2.2.3 Modelo de Escolhas Racionais

A obra de Down (1957)“An Economic Theory of Democracy”, que marca o surgimento do modelo económico, é anterior ao Modelo de Michigan, mas só a partir dos anos de 1960 é que começa a ganhar relevância. Com foco nos fins políticos e económicos de cada indivíduo e grupos, este modelo vai emprestar da Teoria Económica Tradicional a ideia de consumidor racional de Homo Economicus, que vai chamar de Homo Políticus.

Segundo os defensores do modelo económico, o governo no poder equipara-se à uma empresa privada e o eleitor a um consumidor dos serviços prestados. O Governo precisa ter uma estratégia política que garanta que os eleitores se apercebam dos benefícios de suas actividades, para as terem em consideração no dia de votação, caso contrário tomariam decisões irracionais, isto porque para eles “o cidadão age racionalmente na política (...), cada cidadão vai depositar o seu voto no partido que ele acredita que irá providenciar mais benefícios do que qualquer outro” (Down, 1957, p. 36).

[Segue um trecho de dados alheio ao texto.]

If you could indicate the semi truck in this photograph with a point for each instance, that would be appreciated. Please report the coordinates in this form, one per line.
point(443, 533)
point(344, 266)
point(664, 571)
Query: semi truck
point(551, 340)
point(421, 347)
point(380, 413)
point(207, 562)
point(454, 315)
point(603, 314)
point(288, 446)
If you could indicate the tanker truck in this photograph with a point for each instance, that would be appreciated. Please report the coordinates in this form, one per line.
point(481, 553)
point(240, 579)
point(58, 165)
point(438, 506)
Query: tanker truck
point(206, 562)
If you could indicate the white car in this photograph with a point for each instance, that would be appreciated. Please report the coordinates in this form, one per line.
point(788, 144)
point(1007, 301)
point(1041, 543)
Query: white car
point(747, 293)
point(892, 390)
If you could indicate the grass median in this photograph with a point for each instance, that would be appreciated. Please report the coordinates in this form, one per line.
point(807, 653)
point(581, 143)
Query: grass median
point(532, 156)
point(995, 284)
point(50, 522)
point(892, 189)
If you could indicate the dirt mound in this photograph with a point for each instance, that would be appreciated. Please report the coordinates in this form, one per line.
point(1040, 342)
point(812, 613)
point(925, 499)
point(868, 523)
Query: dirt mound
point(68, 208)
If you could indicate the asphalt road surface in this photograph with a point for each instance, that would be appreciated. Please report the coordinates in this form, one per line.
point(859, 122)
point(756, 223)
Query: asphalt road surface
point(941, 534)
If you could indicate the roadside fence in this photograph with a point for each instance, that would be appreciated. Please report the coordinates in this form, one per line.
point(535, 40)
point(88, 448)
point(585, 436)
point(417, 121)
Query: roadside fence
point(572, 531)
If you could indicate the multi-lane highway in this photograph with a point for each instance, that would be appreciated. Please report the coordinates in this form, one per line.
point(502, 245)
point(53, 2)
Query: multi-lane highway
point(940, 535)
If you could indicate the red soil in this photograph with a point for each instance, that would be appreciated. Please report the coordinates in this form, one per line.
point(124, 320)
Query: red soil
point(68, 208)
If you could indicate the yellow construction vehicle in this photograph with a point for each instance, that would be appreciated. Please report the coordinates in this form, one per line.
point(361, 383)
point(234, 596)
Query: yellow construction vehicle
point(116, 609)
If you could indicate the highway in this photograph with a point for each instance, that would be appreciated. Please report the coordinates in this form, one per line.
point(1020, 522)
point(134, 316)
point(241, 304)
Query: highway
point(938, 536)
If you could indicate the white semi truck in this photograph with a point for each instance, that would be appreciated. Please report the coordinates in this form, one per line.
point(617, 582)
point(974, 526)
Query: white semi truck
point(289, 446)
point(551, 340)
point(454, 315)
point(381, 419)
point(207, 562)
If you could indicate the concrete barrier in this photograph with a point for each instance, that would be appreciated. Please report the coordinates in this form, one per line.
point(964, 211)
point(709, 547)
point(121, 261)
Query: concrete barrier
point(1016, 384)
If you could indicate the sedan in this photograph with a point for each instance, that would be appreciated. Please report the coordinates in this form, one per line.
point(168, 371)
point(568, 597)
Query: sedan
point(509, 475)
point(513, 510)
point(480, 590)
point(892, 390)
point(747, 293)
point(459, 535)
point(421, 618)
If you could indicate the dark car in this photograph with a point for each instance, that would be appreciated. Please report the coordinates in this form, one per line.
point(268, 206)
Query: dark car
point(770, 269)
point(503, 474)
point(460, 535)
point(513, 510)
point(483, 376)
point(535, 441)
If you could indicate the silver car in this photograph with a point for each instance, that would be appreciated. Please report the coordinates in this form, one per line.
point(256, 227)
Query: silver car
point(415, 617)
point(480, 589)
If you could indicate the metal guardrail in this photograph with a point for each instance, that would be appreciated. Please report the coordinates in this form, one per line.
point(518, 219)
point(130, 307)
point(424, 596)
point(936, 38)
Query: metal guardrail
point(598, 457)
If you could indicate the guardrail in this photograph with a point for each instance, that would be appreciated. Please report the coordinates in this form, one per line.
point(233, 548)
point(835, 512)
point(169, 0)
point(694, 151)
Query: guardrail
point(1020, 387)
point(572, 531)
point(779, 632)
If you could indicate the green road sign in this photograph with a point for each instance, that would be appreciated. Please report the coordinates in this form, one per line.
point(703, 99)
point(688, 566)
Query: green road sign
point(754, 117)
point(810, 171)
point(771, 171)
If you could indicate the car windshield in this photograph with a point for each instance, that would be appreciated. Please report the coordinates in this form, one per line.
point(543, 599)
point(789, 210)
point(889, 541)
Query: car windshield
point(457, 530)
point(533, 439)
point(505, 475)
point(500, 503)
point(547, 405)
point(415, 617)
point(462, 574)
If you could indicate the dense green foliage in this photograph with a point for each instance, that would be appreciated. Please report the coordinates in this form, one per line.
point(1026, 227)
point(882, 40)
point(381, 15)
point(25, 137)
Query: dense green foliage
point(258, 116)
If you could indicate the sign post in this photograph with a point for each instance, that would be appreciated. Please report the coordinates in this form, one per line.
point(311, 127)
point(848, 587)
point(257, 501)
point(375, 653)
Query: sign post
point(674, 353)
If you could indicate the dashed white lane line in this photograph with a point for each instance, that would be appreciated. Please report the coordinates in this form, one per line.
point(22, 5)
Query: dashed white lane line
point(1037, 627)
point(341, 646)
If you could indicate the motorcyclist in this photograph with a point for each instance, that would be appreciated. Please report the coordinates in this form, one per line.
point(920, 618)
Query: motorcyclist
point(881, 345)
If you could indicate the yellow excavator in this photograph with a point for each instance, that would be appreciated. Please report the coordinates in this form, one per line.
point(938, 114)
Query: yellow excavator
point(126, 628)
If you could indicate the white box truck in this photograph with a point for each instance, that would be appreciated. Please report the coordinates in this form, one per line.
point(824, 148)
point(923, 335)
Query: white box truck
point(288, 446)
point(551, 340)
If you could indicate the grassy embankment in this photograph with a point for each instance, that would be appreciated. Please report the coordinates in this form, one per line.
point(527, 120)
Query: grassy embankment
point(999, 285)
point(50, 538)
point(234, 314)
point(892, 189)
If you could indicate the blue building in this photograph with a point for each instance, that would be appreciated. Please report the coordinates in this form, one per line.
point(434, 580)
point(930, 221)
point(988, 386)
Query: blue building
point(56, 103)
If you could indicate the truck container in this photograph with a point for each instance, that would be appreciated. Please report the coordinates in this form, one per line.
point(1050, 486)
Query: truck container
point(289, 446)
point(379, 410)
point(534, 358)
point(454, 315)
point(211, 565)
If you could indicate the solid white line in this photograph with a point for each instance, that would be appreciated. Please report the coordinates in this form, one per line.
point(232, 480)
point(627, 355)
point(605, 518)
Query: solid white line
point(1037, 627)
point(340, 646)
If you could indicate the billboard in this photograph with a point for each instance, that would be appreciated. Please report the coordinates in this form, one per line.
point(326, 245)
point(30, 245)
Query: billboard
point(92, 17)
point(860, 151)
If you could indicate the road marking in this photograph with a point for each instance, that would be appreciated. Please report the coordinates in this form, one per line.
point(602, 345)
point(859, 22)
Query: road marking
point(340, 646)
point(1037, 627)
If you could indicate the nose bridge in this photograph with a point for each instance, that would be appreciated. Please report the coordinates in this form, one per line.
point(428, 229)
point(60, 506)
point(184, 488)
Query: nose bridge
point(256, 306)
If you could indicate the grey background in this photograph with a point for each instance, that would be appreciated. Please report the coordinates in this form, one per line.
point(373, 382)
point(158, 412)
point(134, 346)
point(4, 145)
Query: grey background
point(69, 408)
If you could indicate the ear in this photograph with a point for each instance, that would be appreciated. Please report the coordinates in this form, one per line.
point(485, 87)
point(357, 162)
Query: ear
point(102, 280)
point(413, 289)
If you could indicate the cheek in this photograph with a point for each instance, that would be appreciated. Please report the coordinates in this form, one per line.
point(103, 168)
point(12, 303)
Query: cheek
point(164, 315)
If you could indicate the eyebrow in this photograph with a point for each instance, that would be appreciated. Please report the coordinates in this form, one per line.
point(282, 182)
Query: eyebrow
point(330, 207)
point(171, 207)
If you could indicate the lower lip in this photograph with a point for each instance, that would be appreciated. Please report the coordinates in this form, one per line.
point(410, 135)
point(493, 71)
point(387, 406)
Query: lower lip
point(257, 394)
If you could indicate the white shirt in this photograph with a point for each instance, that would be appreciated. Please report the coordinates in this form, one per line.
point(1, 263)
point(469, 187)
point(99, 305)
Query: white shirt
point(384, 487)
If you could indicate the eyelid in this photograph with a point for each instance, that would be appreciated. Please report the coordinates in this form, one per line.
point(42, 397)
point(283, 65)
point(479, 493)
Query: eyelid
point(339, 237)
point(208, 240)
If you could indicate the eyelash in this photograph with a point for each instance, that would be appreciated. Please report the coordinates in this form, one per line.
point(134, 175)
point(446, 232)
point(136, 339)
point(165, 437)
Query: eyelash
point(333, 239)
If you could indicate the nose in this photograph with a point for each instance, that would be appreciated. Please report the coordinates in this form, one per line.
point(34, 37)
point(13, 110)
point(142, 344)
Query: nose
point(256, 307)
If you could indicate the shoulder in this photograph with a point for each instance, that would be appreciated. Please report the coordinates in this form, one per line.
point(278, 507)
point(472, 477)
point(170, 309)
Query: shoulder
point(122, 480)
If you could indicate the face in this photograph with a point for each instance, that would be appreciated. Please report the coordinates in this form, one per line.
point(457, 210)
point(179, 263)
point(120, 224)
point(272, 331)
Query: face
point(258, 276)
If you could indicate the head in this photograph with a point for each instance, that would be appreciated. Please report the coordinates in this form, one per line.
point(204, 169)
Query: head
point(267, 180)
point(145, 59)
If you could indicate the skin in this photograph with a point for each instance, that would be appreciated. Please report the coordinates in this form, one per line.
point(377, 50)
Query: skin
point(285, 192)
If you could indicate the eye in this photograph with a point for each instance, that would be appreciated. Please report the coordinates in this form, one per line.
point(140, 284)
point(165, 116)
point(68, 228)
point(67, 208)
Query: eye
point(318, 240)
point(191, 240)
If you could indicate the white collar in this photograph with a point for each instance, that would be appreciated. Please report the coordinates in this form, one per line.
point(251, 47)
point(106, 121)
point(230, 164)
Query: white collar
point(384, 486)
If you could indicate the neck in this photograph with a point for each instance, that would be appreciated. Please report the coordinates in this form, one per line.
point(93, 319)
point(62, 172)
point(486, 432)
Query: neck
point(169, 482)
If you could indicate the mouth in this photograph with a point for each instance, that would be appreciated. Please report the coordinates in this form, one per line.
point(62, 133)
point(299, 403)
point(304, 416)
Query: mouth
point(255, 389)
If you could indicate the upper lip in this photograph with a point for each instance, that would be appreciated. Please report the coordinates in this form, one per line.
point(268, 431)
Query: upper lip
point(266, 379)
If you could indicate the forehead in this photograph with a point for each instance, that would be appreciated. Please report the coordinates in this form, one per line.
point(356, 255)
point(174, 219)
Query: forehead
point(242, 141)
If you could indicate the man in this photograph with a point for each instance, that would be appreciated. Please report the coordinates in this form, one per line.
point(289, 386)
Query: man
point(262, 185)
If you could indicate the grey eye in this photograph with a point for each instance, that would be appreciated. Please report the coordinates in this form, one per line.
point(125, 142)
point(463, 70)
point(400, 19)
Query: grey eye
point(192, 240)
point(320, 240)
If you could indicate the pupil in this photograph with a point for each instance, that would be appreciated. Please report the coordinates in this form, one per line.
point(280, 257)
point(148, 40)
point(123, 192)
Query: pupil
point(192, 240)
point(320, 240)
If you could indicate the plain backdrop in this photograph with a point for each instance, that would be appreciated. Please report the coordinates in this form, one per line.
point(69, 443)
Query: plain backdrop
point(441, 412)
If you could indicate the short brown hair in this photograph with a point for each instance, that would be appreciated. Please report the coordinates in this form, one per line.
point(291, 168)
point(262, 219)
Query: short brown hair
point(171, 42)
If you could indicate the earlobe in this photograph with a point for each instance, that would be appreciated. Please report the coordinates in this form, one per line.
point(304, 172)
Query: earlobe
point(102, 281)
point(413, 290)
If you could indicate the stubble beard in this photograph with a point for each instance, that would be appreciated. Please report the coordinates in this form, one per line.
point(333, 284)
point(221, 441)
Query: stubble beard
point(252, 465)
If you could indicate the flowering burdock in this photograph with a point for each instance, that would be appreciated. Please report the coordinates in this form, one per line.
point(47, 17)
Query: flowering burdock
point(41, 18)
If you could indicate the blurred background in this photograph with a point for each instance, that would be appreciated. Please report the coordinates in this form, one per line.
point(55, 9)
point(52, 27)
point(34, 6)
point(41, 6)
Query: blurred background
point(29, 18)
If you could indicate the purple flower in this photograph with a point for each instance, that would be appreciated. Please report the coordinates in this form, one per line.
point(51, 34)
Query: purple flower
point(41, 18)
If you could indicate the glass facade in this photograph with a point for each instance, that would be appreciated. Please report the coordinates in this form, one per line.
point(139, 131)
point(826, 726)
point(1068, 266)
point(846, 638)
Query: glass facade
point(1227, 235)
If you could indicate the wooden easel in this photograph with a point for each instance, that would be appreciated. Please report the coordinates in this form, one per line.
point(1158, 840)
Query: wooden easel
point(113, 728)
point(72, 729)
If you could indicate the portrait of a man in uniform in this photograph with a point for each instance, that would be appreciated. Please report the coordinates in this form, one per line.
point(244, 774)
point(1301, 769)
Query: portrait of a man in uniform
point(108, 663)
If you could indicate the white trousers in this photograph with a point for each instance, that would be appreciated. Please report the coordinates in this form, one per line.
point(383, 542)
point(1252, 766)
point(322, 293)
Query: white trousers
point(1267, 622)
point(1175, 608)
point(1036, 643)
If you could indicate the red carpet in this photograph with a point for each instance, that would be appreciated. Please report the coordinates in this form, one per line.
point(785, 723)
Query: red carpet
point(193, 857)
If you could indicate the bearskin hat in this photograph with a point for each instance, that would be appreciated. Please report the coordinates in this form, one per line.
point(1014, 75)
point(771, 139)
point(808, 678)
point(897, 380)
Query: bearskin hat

Mas o eleitor sabe que nenhum partido irá fazer o que promete, por isso no intervalo, entre duas eleições, cinge-se apenas às plataformas ou promessas oferecidas, comparando as actuais actividades do partido no poder e o que poderia receber do partido na oposição, caso estivesse no poder (idem). Desta forma, as decisões são feitas com base em dois tipos de análises: retrospectiva e prospectiva. No primeiro tipo, o eleitor vota com base nos ganhos de acções passadas do que nas propostas políticas vindouras (Key, 1967), enquanto no segundo os eleitores olham mais para o futuro do que para o passado, privilegiando as promessas e programas apresentados pelos candidatos (Down, 1957; Achen, 1982; Pereira, 2008).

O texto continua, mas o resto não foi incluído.